The secret of health for both mind and body is not to mourn for the past, not to worry about the future, not to anticipate troubles, but to live the present moment wisely and earnestly.
- Siddhartha Gautama (c. 566-486 B.C.) Founder of Buddhism

Monday, February 09, 2015

Growth

How far you go in life depends on your being tender with the young, compassionate with the aged, sympathetic with the striving, tolerant of the weak and strong. Because sometime in your life you will have been all of these.
- George Washington Carver

Sunday, February 08, 2015

Destiny

If humans are to fully attain their destinies, so far as earthly development permits this; if they are to become truly whole, unbroken units, they must feel and know themselves to be one, not only with God and humanity, but also with nature
- Friedrich Froebel

Saturday, February 07, 2015

Freedom

Freedom is not a thing you can receive as a gift. One can be free even under a dictatorship on one simple condition, that is, if one struggles against it. A man who thinks with his own mind and remains uncorrupted is a free man. A man who struggles for what he believes to be right is a free man. You can live in the most democratic country in the world, and if you are lazy, callous, servile, you are not free, in spite of the absence of violence and coercion, you are a slave
- Ignazio Silone

Friday, February 06, 2015

The Intrepid Smuggler

Mahmud the Palestinian comes up to the Israeli border on his bicycle.
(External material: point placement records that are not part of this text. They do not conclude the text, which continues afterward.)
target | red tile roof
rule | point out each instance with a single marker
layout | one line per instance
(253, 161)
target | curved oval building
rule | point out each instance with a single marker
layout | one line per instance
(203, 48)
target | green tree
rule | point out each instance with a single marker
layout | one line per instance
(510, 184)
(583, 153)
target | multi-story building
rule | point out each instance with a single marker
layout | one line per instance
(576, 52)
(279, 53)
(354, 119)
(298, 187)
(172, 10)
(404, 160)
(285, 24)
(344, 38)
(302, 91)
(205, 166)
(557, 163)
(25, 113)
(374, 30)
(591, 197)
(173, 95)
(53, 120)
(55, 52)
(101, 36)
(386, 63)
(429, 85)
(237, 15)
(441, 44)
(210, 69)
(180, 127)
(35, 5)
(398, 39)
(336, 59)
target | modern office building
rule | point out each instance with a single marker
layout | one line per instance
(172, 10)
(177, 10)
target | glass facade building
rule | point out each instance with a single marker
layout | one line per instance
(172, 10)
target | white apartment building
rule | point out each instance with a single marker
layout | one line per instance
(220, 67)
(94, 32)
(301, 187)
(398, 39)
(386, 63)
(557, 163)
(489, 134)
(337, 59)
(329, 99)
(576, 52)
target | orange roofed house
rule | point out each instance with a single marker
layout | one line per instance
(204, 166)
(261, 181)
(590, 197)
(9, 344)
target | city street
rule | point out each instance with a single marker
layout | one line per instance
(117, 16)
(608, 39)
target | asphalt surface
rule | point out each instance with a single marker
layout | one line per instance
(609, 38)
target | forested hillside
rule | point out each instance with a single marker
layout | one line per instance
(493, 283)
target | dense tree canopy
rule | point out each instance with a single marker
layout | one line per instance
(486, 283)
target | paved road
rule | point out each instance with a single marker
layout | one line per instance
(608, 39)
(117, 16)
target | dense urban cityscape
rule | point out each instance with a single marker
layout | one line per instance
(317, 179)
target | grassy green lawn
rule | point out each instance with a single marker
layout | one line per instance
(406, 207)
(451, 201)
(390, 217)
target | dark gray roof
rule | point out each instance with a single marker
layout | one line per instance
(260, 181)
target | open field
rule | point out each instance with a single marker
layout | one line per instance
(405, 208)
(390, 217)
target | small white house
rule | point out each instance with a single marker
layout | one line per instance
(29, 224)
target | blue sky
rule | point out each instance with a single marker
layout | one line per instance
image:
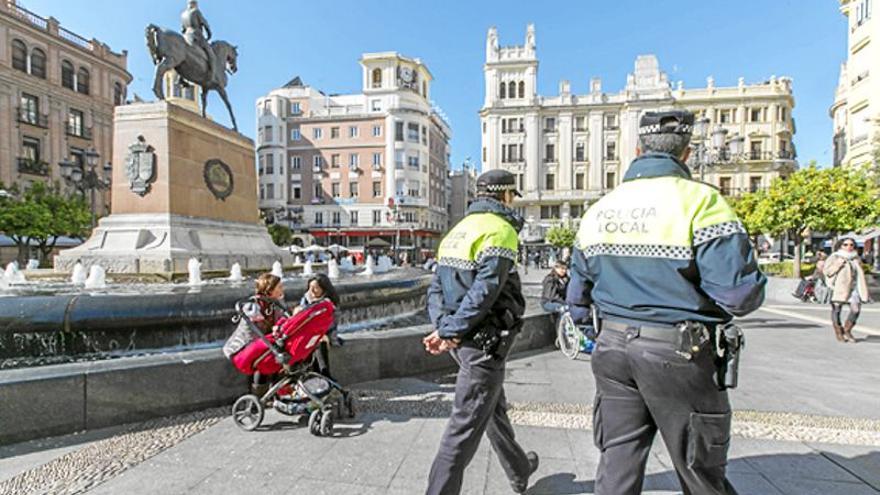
(576, 40)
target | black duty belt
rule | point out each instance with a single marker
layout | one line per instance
(666, 334)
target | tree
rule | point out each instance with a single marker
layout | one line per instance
(41, 214)
(281, 235)
(561, 236)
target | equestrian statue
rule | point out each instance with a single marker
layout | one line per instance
(195, 60)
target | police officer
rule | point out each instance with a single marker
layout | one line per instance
(665, 261)
(476, 304)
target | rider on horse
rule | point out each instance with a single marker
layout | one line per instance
(193, 23)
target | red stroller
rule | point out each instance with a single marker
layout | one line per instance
(295, 388)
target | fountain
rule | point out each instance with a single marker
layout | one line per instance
(333, 268)
(194, 267)
(13, 275)
(277, 269)
(78, 277)
(97, 278)
(235, 273)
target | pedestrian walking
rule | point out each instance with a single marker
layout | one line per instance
(668, 264)
(475, 303)
(846, 279)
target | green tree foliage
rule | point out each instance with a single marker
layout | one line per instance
(42, 214)
(561, 236)
(281, 235)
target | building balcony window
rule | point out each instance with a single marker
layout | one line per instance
(32, 118)
(79, 131)
(33, 167)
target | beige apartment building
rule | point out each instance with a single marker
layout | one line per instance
(359, 170)
(568, 149)
(58, 90)
(857, 98)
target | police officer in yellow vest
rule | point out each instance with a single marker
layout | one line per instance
(476, 304)
(667, 264)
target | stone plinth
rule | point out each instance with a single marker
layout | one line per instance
(179, 216)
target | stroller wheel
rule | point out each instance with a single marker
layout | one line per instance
(315, 422)
(247, 412)
(327, 421)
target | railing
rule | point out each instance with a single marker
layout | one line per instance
(32, 118)
(32, 167)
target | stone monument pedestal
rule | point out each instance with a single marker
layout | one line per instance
(183, 187)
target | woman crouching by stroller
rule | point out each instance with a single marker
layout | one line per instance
(320, 288)
(846, 279)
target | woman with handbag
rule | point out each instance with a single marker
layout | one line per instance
(846, 279)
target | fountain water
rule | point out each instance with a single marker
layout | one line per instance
(194, 267)
(277, 269)
(78, 277)
(13, 275)
(97, 278)
(333, 268)
(235, 273)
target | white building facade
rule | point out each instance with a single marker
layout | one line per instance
(569, 149)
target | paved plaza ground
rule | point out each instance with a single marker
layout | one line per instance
(805, 422)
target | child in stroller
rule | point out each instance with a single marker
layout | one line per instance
(286, 359)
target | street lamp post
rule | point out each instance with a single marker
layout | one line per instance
(85, 176)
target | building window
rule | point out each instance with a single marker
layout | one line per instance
(75, 122)
(82, 81)
(118, 94)
(377, 78)
(550, 152)
(38, 63)
(611, 151)
(610, 180)
(19, 55)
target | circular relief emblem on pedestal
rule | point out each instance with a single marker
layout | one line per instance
(218, 178)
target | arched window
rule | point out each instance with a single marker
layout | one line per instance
(19, 55)
(377, 78)
(67, 74)
(38, 63)
(82, 81)
(118, 94)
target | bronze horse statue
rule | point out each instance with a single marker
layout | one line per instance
(171, 51)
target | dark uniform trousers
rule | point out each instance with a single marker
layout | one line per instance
(642, 385)
(479, 406)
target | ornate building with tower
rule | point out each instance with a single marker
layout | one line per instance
(568, 149)
(360, 170)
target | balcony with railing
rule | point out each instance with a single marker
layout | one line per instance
(33, 167)
(26, 116)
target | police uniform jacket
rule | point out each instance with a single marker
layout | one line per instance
(476, 281)
(663, 248)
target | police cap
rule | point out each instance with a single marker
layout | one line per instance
(495, 181)
(669, 122)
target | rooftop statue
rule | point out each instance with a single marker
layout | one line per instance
(195, 60)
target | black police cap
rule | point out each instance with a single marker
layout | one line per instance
(670, 122)
(495, 181)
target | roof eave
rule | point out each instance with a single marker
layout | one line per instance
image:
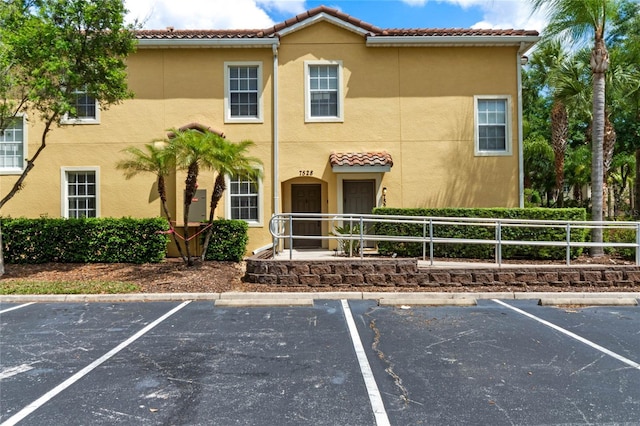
(209, 43)
(449, 41)
(320, 18)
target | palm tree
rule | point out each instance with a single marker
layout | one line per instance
(192, 149)
(538, 165)
(578, 20)
(155, 159)
(228, 159)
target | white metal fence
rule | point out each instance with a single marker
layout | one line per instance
(281, 226)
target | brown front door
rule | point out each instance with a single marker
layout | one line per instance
(306, 199)
(359, 198)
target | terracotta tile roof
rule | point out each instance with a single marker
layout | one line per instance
(173, 34)
(381, 158)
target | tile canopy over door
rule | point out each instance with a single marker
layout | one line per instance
(359, 197)
(306, 198)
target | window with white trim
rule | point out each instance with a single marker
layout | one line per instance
(85, 109)
(80, 196)
(13, 145)
(243, 97)
(493, 133)
(323, 91)
(244, 199)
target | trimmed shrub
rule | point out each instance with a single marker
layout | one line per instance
(480, 232)
(87, 240)
(228, 240)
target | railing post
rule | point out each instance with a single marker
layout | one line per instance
(638, 243)
(499, 243)
(568, 243)
(290, 237)
(424, 240)
(361, 237)
(431, 240)
(350, 236)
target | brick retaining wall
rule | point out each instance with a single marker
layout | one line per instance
(405, 273)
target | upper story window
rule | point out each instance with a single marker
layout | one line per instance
(80, 192)
(323, 91)
(13, 146)
(244, 200)
(243, 97)
(493, 133)
(85, 109)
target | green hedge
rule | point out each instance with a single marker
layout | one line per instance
(483, 251)
(89, 240)
(228, 241)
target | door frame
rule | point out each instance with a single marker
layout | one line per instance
(340, 178)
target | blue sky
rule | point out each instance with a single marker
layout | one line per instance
(226, 14)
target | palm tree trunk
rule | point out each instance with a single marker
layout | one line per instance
(559, 132)
(190, 190)
(162, 192)
(599, 64)
(218, 189)
(636, 186)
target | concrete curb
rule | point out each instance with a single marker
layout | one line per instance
(429, 301)
(256, 303)
(410, 297)
(591, 301)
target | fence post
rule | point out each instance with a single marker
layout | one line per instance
(431, 240)
(290, 237)
(638, 243)
(361, 237)
(568, 244)
(350, 236)
(499, 243)
(424, 240)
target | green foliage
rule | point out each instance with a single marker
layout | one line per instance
(228, 241)
(481, 232)
(88, 240)
(67, 287)
(52, 48)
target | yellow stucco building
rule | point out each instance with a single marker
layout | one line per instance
(345, 116)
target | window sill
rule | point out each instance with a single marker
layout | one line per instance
(79, 121)
(8, 172)
(229, 120)
(493, 154)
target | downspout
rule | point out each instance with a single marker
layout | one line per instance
(520, 136)
(276, 149)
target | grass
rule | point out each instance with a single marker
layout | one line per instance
(67, 287)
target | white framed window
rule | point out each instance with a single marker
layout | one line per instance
(13, 146)
(323, 91)
(80, 192)
(244, 200)
(243, 92)
(86, 109)
(492, 125)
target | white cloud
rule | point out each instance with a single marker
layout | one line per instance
(508, 14)
(207, 14)
(500, 14)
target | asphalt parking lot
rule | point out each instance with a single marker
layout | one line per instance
(347, 362)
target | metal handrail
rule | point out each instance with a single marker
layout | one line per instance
(280, 227)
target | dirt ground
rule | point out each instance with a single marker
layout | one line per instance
(173, 275)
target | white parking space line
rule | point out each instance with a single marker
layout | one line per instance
(572, 335)
(16, 307)
(12, 371)
(367, 374)
(20, 415)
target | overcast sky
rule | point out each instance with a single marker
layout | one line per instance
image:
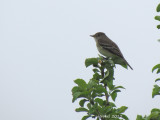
(44, 43)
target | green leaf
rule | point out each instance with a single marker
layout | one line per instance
(156, 91)
(92, 83)
(158, 8)
(156, 67)
(91, 61)
(158, 79)
(89, 105)
(118, 87)
(110, 84)
(81, 109)
(97, 76)
(122, 109)
(76, 95)
(95, 70)
(113, 96)
(100, 89)
(85, 117)
(76, 89)
(81, 103)
(157, 18)
(158, 71)
(158, 26)
(112, 104)
(99, 101)
(81, 83)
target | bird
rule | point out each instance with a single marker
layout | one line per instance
(108, 48)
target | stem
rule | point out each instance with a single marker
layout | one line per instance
(105, 86)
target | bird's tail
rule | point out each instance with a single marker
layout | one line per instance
(127, 63)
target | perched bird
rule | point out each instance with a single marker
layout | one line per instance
(108, 48)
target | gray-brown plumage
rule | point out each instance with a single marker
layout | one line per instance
(107, 47)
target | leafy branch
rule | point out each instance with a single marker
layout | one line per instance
(95, 95)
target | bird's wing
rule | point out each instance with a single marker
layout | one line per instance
(111, 47)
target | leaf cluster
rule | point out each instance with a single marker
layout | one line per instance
(94, 96)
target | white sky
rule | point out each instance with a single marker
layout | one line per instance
(44, 43)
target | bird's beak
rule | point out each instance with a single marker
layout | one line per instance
(92, 35)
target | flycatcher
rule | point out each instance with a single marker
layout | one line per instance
(108, 48)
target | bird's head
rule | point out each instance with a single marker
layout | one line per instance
(98, 35)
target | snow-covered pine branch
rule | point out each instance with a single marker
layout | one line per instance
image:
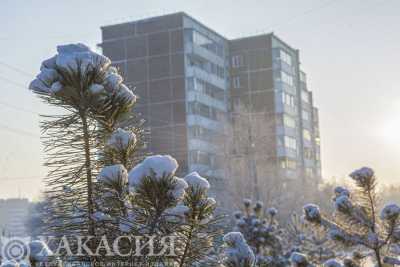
(356, 221)
(262, 232)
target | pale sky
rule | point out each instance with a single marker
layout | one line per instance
(350, 50)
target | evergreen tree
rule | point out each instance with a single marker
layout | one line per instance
(262, 232)
(92, 101)
(356, 222)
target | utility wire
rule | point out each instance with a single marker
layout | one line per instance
(13, 82)
(18, 131)
(18, 108)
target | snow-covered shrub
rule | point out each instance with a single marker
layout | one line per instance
(155, 201)
(237, 253)
(201, 228)
(78, 74)
(332, 263)
(7, 263)
(310, 240)
(262, 232)
(92, 103)
(357, 223)
(299, 260)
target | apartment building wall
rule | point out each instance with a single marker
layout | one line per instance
(150, 55)
(267, 85)
(13, 216)
(192, 82)
(177, 67)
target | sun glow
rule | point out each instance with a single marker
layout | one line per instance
(390, 133)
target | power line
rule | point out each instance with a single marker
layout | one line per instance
(18, 108)
(6, 179)
(18, 131)
(13, 82)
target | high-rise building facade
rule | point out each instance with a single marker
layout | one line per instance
(14, 216)
(191, 81)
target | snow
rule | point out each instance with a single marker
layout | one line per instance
(179, 188)
(39, 250)
(339, 191)
(332, 263)
(113, 80)
(196, 181)
(125, 227)
(38, 86)
(298, 259)
(96, 88)
(247, 202)
(343, 203)
(48, 76)
(312, 212)
(238, 251)
(156, 167)
(272, 211)
(101, 217)
(7, 263)
(56, 87)
(113, 173)
(238, 214)
(126, 95)
(121, 139)
(211, 201)
(176, 214)
(259, 205)
(362, 175)
(76, 63)
(390, 212)
(24, 264)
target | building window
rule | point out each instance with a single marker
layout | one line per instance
(290, 142)
(287, 142)
(206, 88)
(288, 99)
(305, 115)
(237, 61)
(285, 57)
(289, 121)
(309, 172)
(305, 96)
(303, 77)
(306, 135)
(308, 153)
(236, 82)
(287, 163)
(206, 42)
(286, 78)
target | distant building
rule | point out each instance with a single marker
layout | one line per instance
(13, 216)
(191, 81)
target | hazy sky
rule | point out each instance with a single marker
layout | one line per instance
(350, 50)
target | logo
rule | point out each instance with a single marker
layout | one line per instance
(15, 248)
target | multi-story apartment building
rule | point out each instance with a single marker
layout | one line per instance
(191, 81)
(13, 217)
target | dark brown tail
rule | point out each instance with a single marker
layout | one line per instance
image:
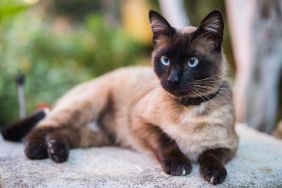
(18, 130)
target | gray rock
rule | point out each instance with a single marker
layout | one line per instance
(258, 163)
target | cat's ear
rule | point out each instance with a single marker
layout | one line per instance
(211, 29)
(160, 26)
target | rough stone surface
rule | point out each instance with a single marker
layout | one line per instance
(258, 164)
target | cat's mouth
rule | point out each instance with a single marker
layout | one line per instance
(189, 91)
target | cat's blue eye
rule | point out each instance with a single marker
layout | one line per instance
(165, 61)
(193, 62)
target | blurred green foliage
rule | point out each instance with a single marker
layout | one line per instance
(54, 60)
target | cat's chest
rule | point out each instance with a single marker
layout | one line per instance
(192, 132)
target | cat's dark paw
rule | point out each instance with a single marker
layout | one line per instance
(214, 173)
(58, 150)
(36, 150)
(177, 167)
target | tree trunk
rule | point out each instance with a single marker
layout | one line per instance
(266, 66)
(256, 31)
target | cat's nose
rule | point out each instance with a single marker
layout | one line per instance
(173, 77)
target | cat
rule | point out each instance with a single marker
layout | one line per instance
(179, 112)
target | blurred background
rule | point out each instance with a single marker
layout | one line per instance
(57, 44)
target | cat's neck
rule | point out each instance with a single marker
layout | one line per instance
(195, 101)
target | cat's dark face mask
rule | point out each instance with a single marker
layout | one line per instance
(188, 61)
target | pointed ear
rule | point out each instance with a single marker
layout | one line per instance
(211, 29)
(160, 26)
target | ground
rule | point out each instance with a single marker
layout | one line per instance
(258, 163)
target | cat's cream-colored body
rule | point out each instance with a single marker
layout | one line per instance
(129, 97)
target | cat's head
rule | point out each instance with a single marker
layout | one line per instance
(188, 61)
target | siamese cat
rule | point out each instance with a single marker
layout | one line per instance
(180, 111)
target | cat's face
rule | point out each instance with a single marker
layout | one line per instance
(188, 61)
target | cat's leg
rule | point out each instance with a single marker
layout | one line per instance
(212, 163)
(172, 160)
(36, 147)
(60, 141)
(76, 109)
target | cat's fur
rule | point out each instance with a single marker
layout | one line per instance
(188, 117)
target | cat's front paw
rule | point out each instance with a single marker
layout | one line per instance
(36, 149)
(58, 150)
(177, 167)
(214, 173)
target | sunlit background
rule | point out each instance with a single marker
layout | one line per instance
(57, 44)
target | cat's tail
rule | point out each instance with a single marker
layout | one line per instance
(18, 130)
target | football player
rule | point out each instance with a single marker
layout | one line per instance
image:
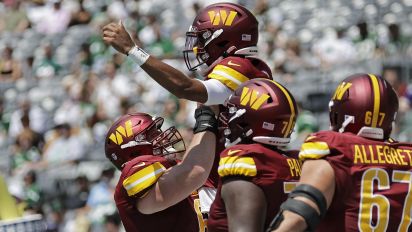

He's got two large bags of sand over his shoulders. The Israeli soldier guard stops him and says, "What's in the bags?"
"Sand," answers Mahmud.
The guard says," We'll just see about that - get off that bike."
The guard takes the bags and rips them apart: he empties them out and finds nothing in them but sand. He detains Mahmud overnight and has the sand analysed only to discover there is nothing but sand in the bags.
The guard releases Mahmud, puts the sand in new bags and sends him on his way across the border.
A week later, the same thing happens again. The Israeli soldier asks, "What do you have there?"
"Sand," Mahmud replies.
The guard does a thorough examination and discovers the same thing, sand. He gives the sand back and Mahmud crosses the border on his bicycle.
This sequence of events is repeated every day for three years. Finally one day Mahmud doesn't show up and the guard meets him at a falafel stand outside of Jericho.
"Hey Buddy," says the guard, "I know you're smuggling something. It's driving me crazy, I can't eat or sleep. It's all I think about. Just between you and me, what are you smuggling?"
Mahmud stops chewing on his pita and says "Bicycles."

Thursday, February 05, 2015

Misery

The greater part of happiness or misery depends on our dispositions, and not on our circumstances. We carry the seeds of the one or the other about with us in our minds wherever we go.
- Martha Washington

Wednesday, February 04, 2015

Human Rights

I believe there are more instances of the abridgment of the rights of the people by the gradual and silent encroachments of those in power than by violent and sudden usurpations
- James Madison

Tuesday, February 03, 2015

Looking Ahead

The new frontier of which I speak is not a set of promises - it is a set of challenges. It sums up not what I intend to offer the American people, but what I intend to ask of them. It appeals to their pride, not their pocketbook - it holds out the promise of more sacrifice instead of more security.
- John F. Kennedy

Monday, February 02, 2015

Beginnings

You cannot speak that which you do not know. You cannot share that which you do not feel. You cannot translate that which you do not have. And you cannot give that which you do not possess. To give it and to share it, and for it to be effective, you first need to have it. Good communication starts with good preparation.
- Jim Rohn

Sunday, February 01, 2015

Value

If your everyday day life seems poor, don't blame it; blame yourself; admit to yourself that you are not enough of a poet to call forth its riches; because for the creator there is no poverty and no indifferent place.